Se a atualização política de Eduardo é limitada, se a memória se atrapalha ao nomear o prefeito caxiense, o mesmo não vale para o senso de sobrevivência que ele edificou para si com autodidatismo. Faça mormaço ou faça frio, seja dia útil ou fim de semana, a vida dele acontece sempre a céu aberto, caminhando pelos bairros São Pelegrino, Marechal Floriano e Centro. Uma rotina desprovida de qualquer privacidade, espécie de Big Brother sem câmeras e sem glamour midiático.

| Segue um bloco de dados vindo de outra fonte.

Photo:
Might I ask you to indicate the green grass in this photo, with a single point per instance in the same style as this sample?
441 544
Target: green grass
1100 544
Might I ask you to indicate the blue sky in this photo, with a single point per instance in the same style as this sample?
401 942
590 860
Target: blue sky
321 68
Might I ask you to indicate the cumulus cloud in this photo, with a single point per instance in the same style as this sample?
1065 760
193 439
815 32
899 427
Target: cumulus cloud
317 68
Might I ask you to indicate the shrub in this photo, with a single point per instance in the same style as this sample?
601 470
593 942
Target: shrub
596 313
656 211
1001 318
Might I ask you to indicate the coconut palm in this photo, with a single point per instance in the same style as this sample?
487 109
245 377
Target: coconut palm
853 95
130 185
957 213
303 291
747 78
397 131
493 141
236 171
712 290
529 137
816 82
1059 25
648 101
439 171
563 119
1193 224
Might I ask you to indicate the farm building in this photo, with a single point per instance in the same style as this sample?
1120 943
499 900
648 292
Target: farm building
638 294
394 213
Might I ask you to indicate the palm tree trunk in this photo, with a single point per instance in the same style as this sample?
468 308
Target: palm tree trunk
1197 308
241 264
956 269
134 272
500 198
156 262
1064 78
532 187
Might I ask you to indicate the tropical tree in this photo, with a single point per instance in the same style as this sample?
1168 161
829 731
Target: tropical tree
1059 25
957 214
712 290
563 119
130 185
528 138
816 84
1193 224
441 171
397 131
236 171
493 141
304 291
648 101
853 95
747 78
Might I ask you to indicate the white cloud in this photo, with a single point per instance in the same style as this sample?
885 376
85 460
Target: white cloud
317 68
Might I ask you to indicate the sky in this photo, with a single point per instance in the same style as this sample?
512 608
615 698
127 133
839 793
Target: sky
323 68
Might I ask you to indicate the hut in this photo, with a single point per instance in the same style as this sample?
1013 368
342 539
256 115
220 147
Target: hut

No BBB anônimo de Eduardo, não existe prêmio de um milhão de reais para o vencedor.  

 

o destino escorregadio e diabético

 

“Nasci em São Francisco de Paula e vim pra Caxias com dois anos. Tenho quatro irmãs e cinco irmãos.” Todos, exceto ele, moram fora das ruas, o que infla Eduardo de orgulho. “Minha carteira de identidade tá na casa de uma das minhas irmãs”, tal como a carteira de motorista, que agora em 2019 está vencida. “Já tive carro uma vez, um Astra”, diz e olha para cima, talvez acionando lembranças do breve período em que ele fez parte da sociedade que consome. Hoje, para Eduardo, consumo se transformou em com sumo aperto.

Na véspera da adolescência, a pregada de peça dupla do destino. O pai, Darci Antônio Cardoso, escorregou em cima do telhado e caiu de ponta-cabeça no vão entre a casa e o muro, sem chance de sobreviver. Pouco depois, a diabete venceu a resistência abatida da mãe, Venira de Almeida. Eduardo conta isso com uma voz sedativa, como quem se preocupa em tranquilizar o ouvinte. “A gente se virou com a ajuda de alguns tios.” Explica também que estudou até a sexta série: quatro repetições seguidas fizeram com que ele desistisse. Essa jornada estudantil aconteceu nas escolas Apolinário, Aquilino Zatti e Alfredo Belizário Peteffi. O sonho futuro dele tinha a ver com advocacia e escritório, só que o futuro precisou se arranjar sem sonho.

            

a vida social/amorosa

 

Eduardo não perde tempo com grupos de WhatsApp, assim como nunca se sente obrigado a dar likes no Instagram nem a postar stories exibindo os pratos de R$ 1 que come no Restaurante Popular – para isso seria preciso ter um celular multimídia. Mas ele já foi ativo no Facebook por um tempo, até perder a vontade. “Faz uns cinco anos que eu não entro numa lan house.”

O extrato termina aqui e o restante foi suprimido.